Es brauche eine neue Art der Zusammenarbeit mit den Ländern des Globalen Südens, schreibt der Parteivorsitzende. Die internationale Ordnung müsse demokratischer werden, um Frieden, Sicherheit und Wohlstand zu garantieren.

Fünf Punkte für Kooperation und Gerechtigkeit

Um einen solchen Wandel hin zu mehr Kooperation und Gerechtigkeit anzustoßen, schlägt Klingbeil in seinem Papier „Fünf Punkte für die Demokratisierung der internationalen Ordnung“ verschiedene Maßnahmen vor. So sollen die Beziehungen zu Staaten des Globalen Südens „nachhaltig und strategisch“ durch Reformen auf verschiedenen Ebenen, vor allem der Vereinten Nationen und des wirtschaftlichen Bereichs, ausgebaut werden.
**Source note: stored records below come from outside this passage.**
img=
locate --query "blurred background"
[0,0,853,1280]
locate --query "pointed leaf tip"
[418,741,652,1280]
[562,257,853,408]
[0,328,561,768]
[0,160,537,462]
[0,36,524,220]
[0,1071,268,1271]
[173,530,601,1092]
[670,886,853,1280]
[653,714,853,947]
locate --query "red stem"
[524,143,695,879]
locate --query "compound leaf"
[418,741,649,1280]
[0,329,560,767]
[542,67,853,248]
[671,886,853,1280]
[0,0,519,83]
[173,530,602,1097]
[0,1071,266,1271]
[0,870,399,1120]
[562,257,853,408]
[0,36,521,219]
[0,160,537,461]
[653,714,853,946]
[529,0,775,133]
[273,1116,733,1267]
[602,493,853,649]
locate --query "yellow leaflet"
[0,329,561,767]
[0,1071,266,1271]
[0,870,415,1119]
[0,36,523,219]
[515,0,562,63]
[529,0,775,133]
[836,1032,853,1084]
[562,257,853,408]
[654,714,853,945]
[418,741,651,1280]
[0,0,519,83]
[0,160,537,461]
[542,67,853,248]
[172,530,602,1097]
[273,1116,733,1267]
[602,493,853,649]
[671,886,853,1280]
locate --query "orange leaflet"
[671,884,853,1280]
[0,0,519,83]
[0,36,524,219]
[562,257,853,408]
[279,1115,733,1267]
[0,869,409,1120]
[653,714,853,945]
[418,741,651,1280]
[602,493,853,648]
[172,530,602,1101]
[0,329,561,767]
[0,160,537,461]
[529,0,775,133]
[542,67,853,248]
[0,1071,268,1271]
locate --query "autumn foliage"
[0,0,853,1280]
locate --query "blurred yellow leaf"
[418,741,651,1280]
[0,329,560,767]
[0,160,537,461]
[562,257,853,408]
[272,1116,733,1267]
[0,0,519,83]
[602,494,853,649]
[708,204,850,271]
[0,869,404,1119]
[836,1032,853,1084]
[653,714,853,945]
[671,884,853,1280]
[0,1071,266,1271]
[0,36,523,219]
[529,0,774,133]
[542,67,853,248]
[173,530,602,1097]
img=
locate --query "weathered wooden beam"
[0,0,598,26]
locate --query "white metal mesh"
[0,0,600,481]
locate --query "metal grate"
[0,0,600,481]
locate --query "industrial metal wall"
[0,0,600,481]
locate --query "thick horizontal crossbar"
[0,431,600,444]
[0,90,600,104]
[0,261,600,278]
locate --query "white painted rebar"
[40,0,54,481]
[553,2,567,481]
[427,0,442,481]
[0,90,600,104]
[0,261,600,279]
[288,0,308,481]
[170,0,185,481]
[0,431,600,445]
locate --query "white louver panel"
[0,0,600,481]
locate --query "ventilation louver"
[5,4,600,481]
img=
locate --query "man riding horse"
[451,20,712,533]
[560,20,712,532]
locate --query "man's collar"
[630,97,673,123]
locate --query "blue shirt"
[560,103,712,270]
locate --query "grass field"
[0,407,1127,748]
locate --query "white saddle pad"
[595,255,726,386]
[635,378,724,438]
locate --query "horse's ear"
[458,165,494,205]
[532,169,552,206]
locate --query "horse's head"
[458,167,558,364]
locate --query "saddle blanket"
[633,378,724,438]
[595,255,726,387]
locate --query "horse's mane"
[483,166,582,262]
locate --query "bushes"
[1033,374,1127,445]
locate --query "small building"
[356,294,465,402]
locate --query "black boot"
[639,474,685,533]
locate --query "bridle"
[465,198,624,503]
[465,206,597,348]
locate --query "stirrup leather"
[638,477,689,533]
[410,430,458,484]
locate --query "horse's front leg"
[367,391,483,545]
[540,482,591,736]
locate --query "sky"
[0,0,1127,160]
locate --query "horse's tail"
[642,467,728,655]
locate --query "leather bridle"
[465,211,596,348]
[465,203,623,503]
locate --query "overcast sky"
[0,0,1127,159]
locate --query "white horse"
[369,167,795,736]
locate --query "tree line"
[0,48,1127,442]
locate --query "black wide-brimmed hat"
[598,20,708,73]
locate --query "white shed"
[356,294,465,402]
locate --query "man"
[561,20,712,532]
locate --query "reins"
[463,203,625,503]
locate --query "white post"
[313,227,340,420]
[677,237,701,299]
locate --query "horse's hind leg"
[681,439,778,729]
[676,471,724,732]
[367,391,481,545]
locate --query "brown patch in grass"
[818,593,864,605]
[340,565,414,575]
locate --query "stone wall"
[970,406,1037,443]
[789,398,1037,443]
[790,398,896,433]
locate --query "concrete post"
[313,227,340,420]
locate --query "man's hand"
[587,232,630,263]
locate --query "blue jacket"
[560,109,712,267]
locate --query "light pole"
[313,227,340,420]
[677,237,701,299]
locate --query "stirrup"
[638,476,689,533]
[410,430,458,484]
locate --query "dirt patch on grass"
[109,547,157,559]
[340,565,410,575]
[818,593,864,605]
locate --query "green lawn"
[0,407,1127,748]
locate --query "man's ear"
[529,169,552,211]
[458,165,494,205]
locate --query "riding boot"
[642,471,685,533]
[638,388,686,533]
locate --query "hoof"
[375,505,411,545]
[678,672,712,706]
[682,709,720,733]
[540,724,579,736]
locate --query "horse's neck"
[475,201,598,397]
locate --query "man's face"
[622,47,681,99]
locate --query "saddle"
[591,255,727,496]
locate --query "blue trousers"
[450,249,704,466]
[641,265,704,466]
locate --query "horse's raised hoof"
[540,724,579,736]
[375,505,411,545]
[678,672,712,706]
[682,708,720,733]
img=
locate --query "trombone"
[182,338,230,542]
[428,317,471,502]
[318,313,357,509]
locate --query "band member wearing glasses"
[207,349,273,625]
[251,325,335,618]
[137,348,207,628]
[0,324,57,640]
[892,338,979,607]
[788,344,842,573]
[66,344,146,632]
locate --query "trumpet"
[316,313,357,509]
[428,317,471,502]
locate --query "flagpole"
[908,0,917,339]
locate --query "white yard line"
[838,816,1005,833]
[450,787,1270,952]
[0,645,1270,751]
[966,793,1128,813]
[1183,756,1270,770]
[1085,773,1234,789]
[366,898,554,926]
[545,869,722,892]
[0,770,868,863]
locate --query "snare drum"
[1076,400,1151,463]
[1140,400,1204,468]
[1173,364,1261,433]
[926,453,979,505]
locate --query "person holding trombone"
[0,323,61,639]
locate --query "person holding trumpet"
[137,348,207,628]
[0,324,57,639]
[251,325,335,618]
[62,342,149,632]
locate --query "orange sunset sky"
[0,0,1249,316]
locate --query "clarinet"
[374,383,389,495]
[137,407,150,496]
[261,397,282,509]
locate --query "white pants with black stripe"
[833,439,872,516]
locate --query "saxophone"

Mehr Teilhabe in Politik und Wirtschaft

Noch in diesem Jahr bereiten Deutschland und Namibia gemeinsam den diesjährigen UN-Zukunftsgipfel vor. Dies sei ein wichtiger Meilenstein auf dem Weg zu einer demokratischeren internationalen Ordnung, schreibt Klingbeil in seinem Papier. Es brauche jedoch zusätzlich auch eine Reform des UN-Sicherheitsrats hin zu einer stärkeren Vertretung afrikanischer, lateinamerikanischer und asiatischer Länder, fordert er, die Vereinten Nationen müssen reformiert werden, um mehr Repräsentation der Länder des Globalen Südens zu ermöglichen.

Im wirtschaftlichen Bereich schlägt der SPD-Parteivorsitzende ebenfalls verschiedene Reformen vor. Man unterstütze die geplanten Reformen der Weltbank, um fairere Finanzierungsangebote möglich zu machen, schreibt Lars Klingbeil. Auch setze man sich dafür ein, dass Programme des Internationalen Währungsfonds Ungleichheit vorbeugen.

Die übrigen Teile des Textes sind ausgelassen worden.